Mordecai Gist was educated for commercial pursuits. At the beginning of the American Revolution, the young men of Baltimore associated under the title of the "Baltimore Independent Company" and elected Gist as their captain. It was the first company raised in Maryland for the defense of popular liberty.

==Revolutionary War service==
In 1776, Gist was appointed major of Smallwood's Maryland Regiment, and was with them in the Battle of Long Island, where they fought a delaying action at the Old Stone House (Brooklyn, New York), allowing the American army to escape encirclement.

In January 1779, the Continental Congress appointed him as a brigadier general in the Continental Army, and he took the command of the 2nd Maryland Brigade. He fought stubbornly at the Battle of Camden in South Carolina in 1780. At one time after a bayonet charge, his force secured fifty prisoners, but the British under Lord Cornwallis rallied, and the Marylanders gave way. Gist escaped, and, a year later, he was present at the surrender of Cornwallis at Yorktown. (Gist appears (back row, right side) in John Trumbull's painting Surrender of Lord Cornwallis which hangs in the rotunda of the United States Capitol in Washington, D.C.)

He joined the southern army under Nathanael Greene, and he was given the command of the light corps again when the army was remodeled in 1782. On August 26, 1782, he rallied the broken forces of the Americans under John Laurens after they had been scattered in an ambush set by a British foraging party.

==After the war==
After the war, Gist relocated to a plantation near Charleston, South Carolina. He was admitted as an original member of The Society of the Cincinnati of Maryland and was elected as the first vice president of the Maryland Society on November 22, 1783. He later transferred his membership to the South Carolina Society. Gist also served as the grand master of Freemasons in South Carolina.

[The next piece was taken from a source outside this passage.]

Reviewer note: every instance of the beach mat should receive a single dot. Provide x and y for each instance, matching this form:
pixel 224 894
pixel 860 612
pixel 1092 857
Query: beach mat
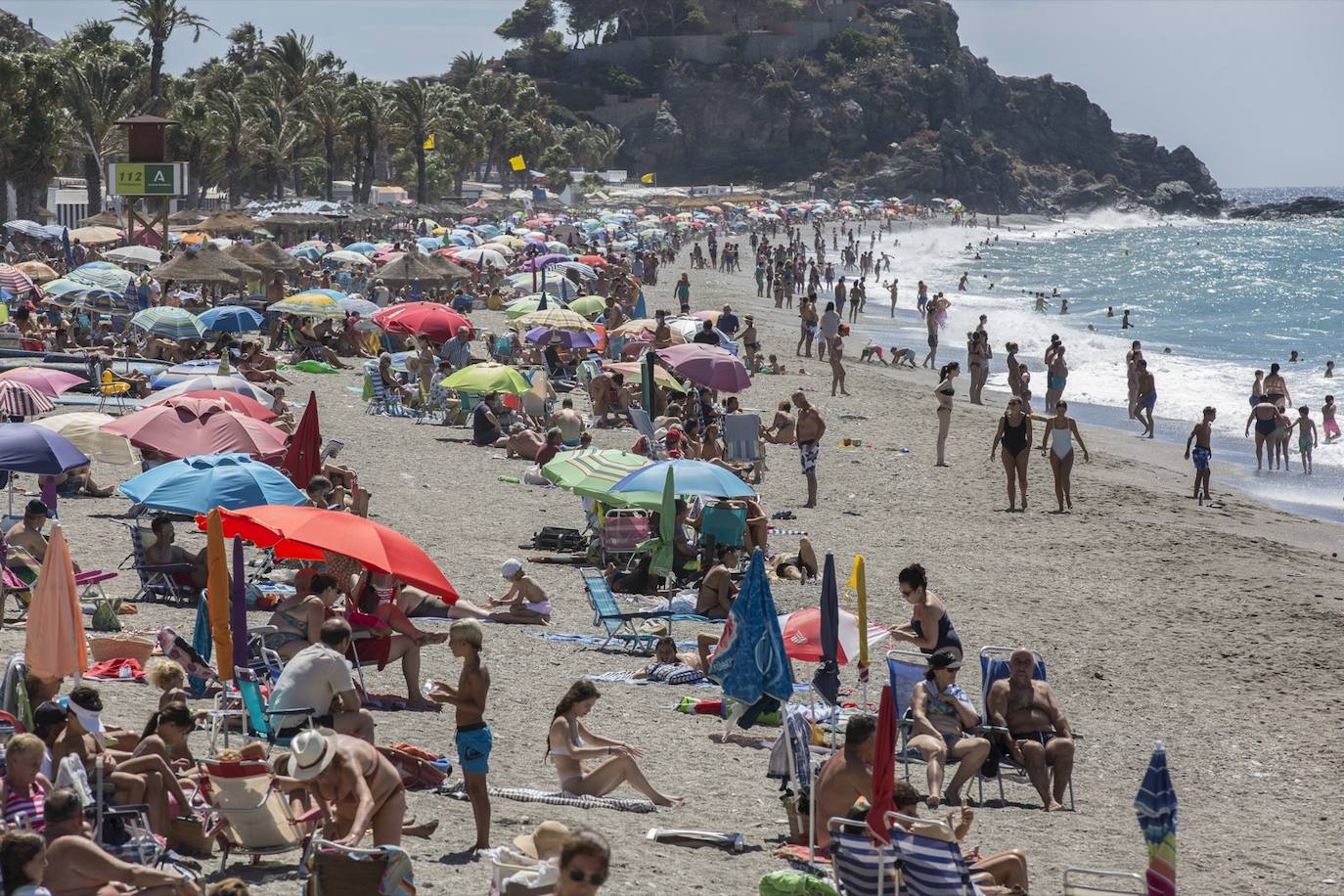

He had two children that lived to adulthood, both sons, one of whom he named "Independent" and the other "States." Various sources suggest he died between August and September 1792, at the age of 49, in Charleston, but his will was written on the "First day of September" and probated the following month on October 19, 1792. He is buried in St. Michael's Churchyard next to his son, States Gist, and daughter Susannah Gist.

Mordecai Gist was distantly related to States Rights Gist, a brigadier general in the Confederate army during the American Civil War who died of wounds received while leading his brigade in a charge against U.S. fortifications at the Battle of Franklin in November 1864. States Rights Gist was the grandson of William Gist (born 1711), cousin of Mordecai Gist.

His papers are held at the Maryland Historical Society.